Lan Shang: A method of weight design used in search engine development

Source: Internet
Author: User
Keywords Search engines words

Intermediary transaction http://www.aliyun.com/zixun/aggregation/6858.html ">seo diagnose Taobao guest cloud host technology Hall

The last time we discussed the vector space model of information retrieval, we discussed the design of the weight of the word today, mainly from the traditional method of weight calculation.

Under normal circumstances for the weight of the design, the first thought to use is the word frequency. In the Web page document, if a word appears more frequently, so often this word in the Web page document of the more important, the frequency we use T (term frequency) to express, word frequency and weight value is proportional relationship; then we'll judge the collection of all the documents, Analyze the frequency of the word appearing in the document, the more documents include the word, the less exclusive degree of the word, can clearly distinguish between the words of the document, often important degree is higher, exclusive degree is higher, so it seems that the article frequency and the weight of words is an inverse relationship, the usual algorithm, The design weights are calculated using the reciprocal of the document frequency (inverse document frequency).

Word frequency is also affected by the number of words in the document itself, so often to do before the calculation of the normalization process, there are many methods, I remember the original look at the data on the specific introduction of the method called the cosine code method, this method uses more, He uses the word weight of each vector divided by the Euclidean length of the document vector, to illustrate here, the word weight value mentioned here refers to the weight value given to each word in the analysis of the content in the vector space model article, and the result of our final calculation is the final weight value of the word. Euclidean length (Euclidean norm), also called Euclidean norm, the Euclidean norm of the vector is the sum of the square of the absolute value of the element, such as x is the n-dimensional vector (x1,x2,..., xn), then Euclidean norm is | | x| | =sqrt (x1^2+x2^2+...+xn^2). Read here if you feel difficult to understand a friend you can simply record this formula can be, more about Euclid's mathematical concepts can go to search or find information to look at. Other standard methods also include the maximum frequency code, logarithmic frequency code, and so on, there are other norms have research friends hope to provide some information to learn.

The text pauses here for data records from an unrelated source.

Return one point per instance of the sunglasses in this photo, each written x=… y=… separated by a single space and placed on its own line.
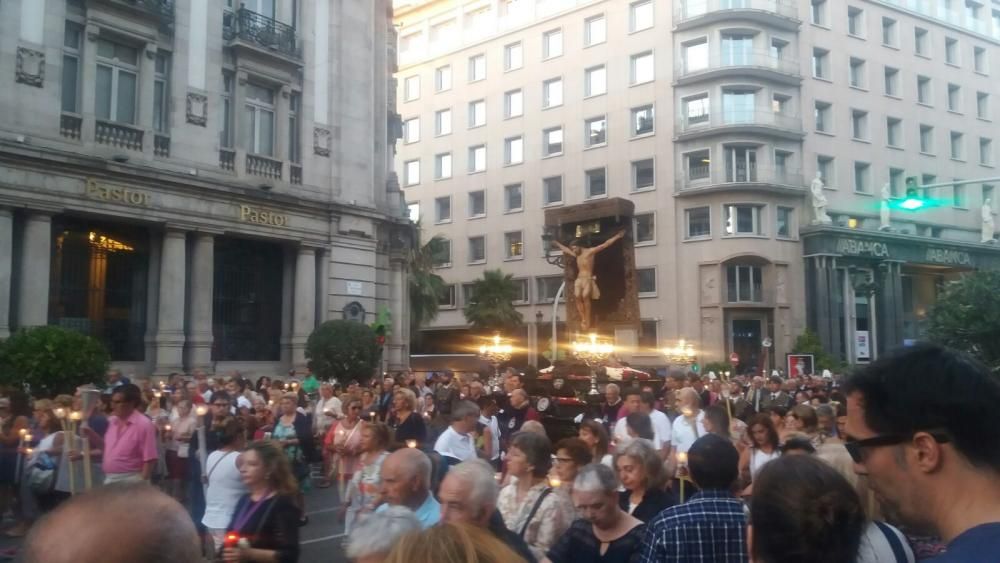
x=857 y=447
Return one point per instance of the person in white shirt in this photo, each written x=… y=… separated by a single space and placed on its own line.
x=456 y=443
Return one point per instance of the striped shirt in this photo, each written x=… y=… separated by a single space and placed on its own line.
x=711 y=526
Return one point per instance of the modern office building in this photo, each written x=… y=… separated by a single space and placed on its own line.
x=713 y=117
x=199 y=183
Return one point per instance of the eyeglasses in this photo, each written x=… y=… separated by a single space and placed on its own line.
x=857 y=447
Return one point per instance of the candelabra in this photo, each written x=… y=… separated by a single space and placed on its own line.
x=496 y=352
x=592 y=352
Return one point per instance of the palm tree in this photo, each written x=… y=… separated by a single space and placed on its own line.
x=426 y=288
x=491 y=307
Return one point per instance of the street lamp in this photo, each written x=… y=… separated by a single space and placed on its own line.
x=684 y=353
x=593 y=352
x=496 y=352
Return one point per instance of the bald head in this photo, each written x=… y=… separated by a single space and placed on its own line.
x=123 y=523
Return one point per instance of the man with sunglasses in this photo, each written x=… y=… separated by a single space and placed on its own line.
x=924 y=427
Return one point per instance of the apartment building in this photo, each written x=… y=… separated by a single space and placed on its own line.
x=713 y=117
x=174 y=181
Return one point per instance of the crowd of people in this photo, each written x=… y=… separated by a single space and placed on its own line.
x=898 y=462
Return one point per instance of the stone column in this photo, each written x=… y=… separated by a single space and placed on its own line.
x=304 y=308
x=36 y=259
x=170 y=317
x=199 y=337
x=6 y=268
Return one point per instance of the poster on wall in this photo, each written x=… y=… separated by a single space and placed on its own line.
x=799 y=365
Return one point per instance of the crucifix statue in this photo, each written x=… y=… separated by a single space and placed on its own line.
x=585 y=287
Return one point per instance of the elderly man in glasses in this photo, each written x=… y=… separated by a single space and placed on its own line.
x=924 y=427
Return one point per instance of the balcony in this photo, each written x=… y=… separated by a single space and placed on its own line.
x=743 y=122
x=261 y=33
x=757 y=64
x=700 y=179
x=783 y=14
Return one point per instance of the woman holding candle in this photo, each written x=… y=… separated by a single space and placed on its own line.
x=266 y=520
x=363 y=491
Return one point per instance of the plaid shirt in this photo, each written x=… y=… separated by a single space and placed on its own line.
x=711 y=526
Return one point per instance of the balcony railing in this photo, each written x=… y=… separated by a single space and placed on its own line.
x=685 y=10
x=737 y=119
x=263 y=166
x=738 y=59
x=70 y=126
x=262 y=31
x=118 y=135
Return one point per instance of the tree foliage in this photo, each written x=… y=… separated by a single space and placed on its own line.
x=491 y=308
x=967 y=316
x=52 y=360
x=343 y=350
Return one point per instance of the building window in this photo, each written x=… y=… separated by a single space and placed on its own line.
x=643 y=175
x=783 y=222
x=442 y=166
x=477 y=159
x=513 y=244
x=411 y=130
x=477 y=68
x=954 y=98
x=411 y=173
x=742 y=220
x=513 y=104
x=477 y=113
x=859 y=73
x=891 y=82
x=640 y=16
x=824 y=120
x=744 y=283
x=894 y=132
x=72 y=52
x=643 y=122
x=595 y=81
x=442 y=209
x=116 y=82
x=552 y=190
x=699 y=222
x=552 y=44
x=595 y=30
x=957 y=146
x=552 y=93
x=859 y=124
x=259 y=120
x=477 y=249
x=442 y=122
x=646 y=281
x=644 y=227
x=889 y=35
x=552 y=141
x=596 y=129
x=442 y=78
x=513 y=56
x=513 y=196
x=862 y=178
x=513 y=150
x=821 y=63
x=597 y=182
x=856 y=22
x=951 y=51
x=477 y=204
x=411 y=88
x=641 y=68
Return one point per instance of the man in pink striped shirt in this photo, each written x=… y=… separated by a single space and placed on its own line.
x=130 y=452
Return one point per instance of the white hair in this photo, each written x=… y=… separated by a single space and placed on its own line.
x=378 y=532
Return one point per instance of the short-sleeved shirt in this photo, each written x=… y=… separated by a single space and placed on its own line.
x=129 y=443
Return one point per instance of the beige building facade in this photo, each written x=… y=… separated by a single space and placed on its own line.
x=174 y=178
x=714 y=117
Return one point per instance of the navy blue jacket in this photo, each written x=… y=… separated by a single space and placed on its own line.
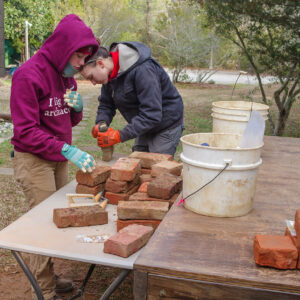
x=144 y=95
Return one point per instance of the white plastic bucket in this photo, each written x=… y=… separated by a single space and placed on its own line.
x=232 y=116
x=231 y=194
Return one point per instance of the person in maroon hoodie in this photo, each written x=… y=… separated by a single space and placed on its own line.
x=44 y=107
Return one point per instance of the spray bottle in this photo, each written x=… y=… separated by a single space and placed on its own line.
x=107 y=152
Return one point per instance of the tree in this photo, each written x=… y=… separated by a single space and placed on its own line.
x=182 y=37
x=36 y=12
x=267 y=32
x=2 y=51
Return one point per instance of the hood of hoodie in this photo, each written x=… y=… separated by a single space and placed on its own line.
x=131 y=54
x=70 y=35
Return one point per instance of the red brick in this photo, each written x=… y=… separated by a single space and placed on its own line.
x=145 y=178
x=275 y=251
x=143 y=187
x=125 y=169
x=128 y=240
x=142 y=210
x=114 y=198
x=118 y=186
x=85 y=189
x=297 y=228
x=144 y=197
x=123 y=223
x=148 y=158
x=173 y=199
x=172 y=167
x=99 y=175
x=79 y=216
x=164 y=186
x=145 y=171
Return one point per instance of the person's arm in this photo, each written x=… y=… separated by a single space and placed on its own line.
x=150 y=98
x=26 y=118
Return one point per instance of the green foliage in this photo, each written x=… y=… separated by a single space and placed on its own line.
x=36 y=12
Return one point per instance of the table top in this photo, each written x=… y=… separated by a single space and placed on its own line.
x=35 y=232
x=194 y=246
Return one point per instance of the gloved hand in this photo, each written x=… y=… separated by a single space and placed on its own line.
x=74 y=100
x=100 y=127
x=82 y=159
x=108 y=138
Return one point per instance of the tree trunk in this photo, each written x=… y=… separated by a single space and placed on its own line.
x=2 y=49
x=148 y=22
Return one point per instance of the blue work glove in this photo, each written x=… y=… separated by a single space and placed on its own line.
x=82 y=159
x=74 y=100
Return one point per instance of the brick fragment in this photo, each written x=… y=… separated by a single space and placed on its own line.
x=148 y=158
x=143 y=187
x=123 y=223
x=85 y=189
x=125 y=169
x=145 y=178
x=297 y=228
x=120 y=186
x=128 y=240
x=142 y=210
x=114 y=198
x=164 y=186
x=144 y=197
x=97 y=176
x=275 y=251
x=79 y=216
x=166 y=166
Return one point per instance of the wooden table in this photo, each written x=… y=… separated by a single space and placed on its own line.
x=191 y=256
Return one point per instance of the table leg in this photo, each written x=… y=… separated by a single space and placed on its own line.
x=80 y=291
x=28 y=273
x=115 y=284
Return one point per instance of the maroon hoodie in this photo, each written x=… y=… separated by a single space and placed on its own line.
x=42 y=121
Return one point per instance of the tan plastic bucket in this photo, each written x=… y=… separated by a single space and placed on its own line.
x=231 y=194
x=232 y=116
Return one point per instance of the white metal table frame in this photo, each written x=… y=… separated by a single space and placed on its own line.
x=36 y=233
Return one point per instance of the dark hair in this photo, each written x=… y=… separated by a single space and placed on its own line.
x=101 y=53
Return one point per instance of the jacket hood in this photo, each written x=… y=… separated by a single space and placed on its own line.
x=131 y=54
x=70 y=35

The current search engine Word weight calculation method In addition to the above methods, there are many other improvements, such as term frequency collection,length term collection and information entropy and so on, interested friends can also go to search the relevant information.

The weight of the word design there are many other factors to consider, if it is to carry out search engine development also need other factors to consider, need to use more algorithms, here put forward a simple design method for the search engine to deal with the words of some manipulation of understanding, Hope that you can understand more deeply the search engine plays a certain role.

Author: Lan Shang seo Team-tony

Original load: http://www.lention.com.cn/blog/

Copyright Notice: Original works, allow reprint, reprint, please be sure to hyperlink form to indicate the original source of the article, author information and this statement. Otherwise, legal liability will be held.

Related Article

Contact Us

The content source of this page is from Internet, which doesn't represent Alibaba Cloud's opinion; products and services mentioned on that page don't have any relationship with Alibaba Cloud. If the content of the page makes you feel confusing, please write us an email, we will handle the problem within 5 days after receiving your email.

If you find any instances of plagiarism from the community, please send an email to: info-contact@alibabacloud.com and provide relevant evidence. A staff member will contact you within 5 working days.

A Free Trial That Lets You Build Big!

Start building with 50+ products and up to 12 months usage for Elastic Compute Service

  • Sales Support

    1 on 1 presale consultation

  • After-Sales Support

    24/7 Technical Support 6 Free Tickets per Quarter Faster Response

  • Alibaba Cloud offers highly flexible support services tailored to meet your exact needs.